A consumer whose loan was denied might ask not just for an explanation but for something more actionable: "How could I change my application next year to have a better chance of success?" Since we don't have a simple explanation for the algorithm's decision, there tends not to be a good answer to this question. Try to write it so it looks more like one of the loan applications that was granted. Next question.
An executive might ask, "The algorithm is doing very well on loan applications in the United Kingdom. Will it also do well if we deploy it in Brazil?" There's no satisfying answer here either; we're not good at assessing how well a highly-optimized rule will transfer to a new domain.

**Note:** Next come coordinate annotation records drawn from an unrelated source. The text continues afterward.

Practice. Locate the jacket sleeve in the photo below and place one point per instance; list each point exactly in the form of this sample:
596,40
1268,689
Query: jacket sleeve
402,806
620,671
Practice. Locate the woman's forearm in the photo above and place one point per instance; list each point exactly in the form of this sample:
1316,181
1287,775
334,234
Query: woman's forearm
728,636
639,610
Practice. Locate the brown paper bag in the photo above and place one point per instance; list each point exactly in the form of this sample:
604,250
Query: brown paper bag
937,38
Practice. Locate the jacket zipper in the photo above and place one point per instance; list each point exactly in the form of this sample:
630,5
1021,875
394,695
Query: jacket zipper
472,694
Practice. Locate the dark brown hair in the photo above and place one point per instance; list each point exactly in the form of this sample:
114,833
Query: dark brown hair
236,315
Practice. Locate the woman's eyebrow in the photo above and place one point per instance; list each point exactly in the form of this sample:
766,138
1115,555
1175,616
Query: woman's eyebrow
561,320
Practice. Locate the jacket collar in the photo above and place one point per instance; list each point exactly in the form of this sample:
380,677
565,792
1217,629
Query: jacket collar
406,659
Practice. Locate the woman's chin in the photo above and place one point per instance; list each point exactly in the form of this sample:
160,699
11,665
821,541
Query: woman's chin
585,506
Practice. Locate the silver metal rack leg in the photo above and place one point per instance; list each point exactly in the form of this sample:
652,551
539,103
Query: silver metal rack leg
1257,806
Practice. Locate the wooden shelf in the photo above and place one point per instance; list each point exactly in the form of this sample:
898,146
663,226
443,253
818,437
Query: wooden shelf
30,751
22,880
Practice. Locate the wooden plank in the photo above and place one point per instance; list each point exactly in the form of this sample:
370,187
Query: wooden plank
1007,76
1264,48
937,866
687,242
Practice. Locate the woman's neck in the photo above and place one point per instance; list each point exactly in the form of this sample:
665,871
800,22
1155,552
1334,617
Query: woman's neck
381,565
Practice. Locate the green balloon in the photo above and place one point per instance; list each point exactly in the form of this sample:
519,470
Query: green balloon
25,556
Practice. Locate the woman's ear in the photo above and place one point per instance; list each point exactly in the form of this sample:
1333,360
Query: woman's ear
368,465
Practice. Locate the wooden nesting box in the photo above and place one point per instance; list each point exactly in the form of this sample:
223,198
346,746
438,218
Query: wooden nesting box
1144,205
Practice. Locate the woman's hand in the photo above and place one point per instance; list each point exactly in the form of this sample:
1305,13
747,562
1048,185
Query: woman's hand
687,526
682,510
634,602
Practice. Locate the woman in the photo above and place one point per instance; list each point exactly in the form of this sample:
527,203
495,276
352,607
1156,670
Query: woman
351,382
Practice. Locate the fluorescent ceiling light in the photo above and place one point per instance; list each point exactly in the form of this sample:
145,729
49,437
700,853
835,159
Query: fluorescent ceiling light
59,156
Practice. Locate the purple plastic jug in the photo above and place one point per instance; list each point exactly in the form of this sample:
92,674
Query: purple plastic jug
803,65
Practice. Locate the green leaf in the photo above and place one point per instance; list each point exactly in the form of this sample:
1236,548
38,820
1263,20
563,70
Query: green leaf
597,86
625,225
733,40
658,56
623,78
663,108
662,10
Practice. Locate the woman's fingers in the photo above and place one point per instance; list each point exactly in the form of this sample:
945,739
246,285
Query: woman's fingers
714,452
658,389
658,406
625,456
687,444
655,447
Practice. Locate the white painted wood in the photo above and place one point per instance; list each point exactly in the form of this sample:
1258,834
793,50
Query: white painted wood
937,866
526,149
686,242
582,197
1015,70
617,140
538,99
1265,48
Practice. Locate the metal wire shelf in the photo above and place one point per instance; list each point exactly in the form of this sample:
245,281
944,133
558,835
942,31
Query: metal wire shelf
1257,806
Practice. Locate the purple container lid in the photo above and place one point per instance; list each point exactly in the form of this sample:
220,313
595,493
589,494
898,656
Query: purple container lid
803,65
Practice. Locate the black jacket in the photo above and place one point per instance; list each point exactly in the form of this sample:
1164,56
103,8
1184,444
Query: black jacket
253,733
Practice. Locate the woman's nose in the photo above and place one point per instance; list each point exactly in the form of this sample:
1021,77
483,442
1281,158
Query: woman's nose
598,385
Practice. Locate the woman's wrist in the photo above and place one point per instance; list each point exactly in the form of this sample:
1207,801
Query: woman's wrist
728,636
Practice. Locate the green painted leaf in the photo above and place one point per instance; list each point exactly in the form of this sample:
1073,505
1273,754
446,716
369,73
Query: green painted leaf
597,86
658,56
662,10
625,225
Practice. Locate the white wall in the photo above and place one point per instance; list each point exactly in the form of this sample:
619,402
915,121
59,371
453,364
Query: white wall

A data scientist might say, "We know how well the algorithm does with the data it has. But surely more information about the consumers would help it. What new data should we collect?" Our human domain knowledge suggests lots of possibilities, but with an incomprehensible algorithm, we don't know which of these possibilities will help it. In fact, think of the irony: we could try picking the variables we ourselves would find useful. But the machine does not think like us and in fact it's already outperforming us. So how do we know what it will find useful?
This doesn't need to be the end of the story; we're starting to see an interest in building algorithms that are not only powerful but also understandable by their creators. To do this, we may need to seriously rethink our notions of comprehensibility. We might never understand, step-by-step, what our automated systems are doing; but that may be okay. It may be enough that we learn to interact with them as one intelligent entity interacts with another, developing a robust sense for when to trust their recommendations, where to employ them most effectively, and how to help them reach a level of success that we will never achieve on our own.
Until then, however, the incomprehensibility of these systems creates a risk. How do we know when the machine has left its comfort zone and is operating on parts of the problem it's not good at? The extent of this risk is not easy to quantify, and it is something we must confront as our systems develop. We may eventually have to worry about all-powerful machine intelligence. But first we need to worry about putting machines in charge of decisions that they don't have the intelligence to make.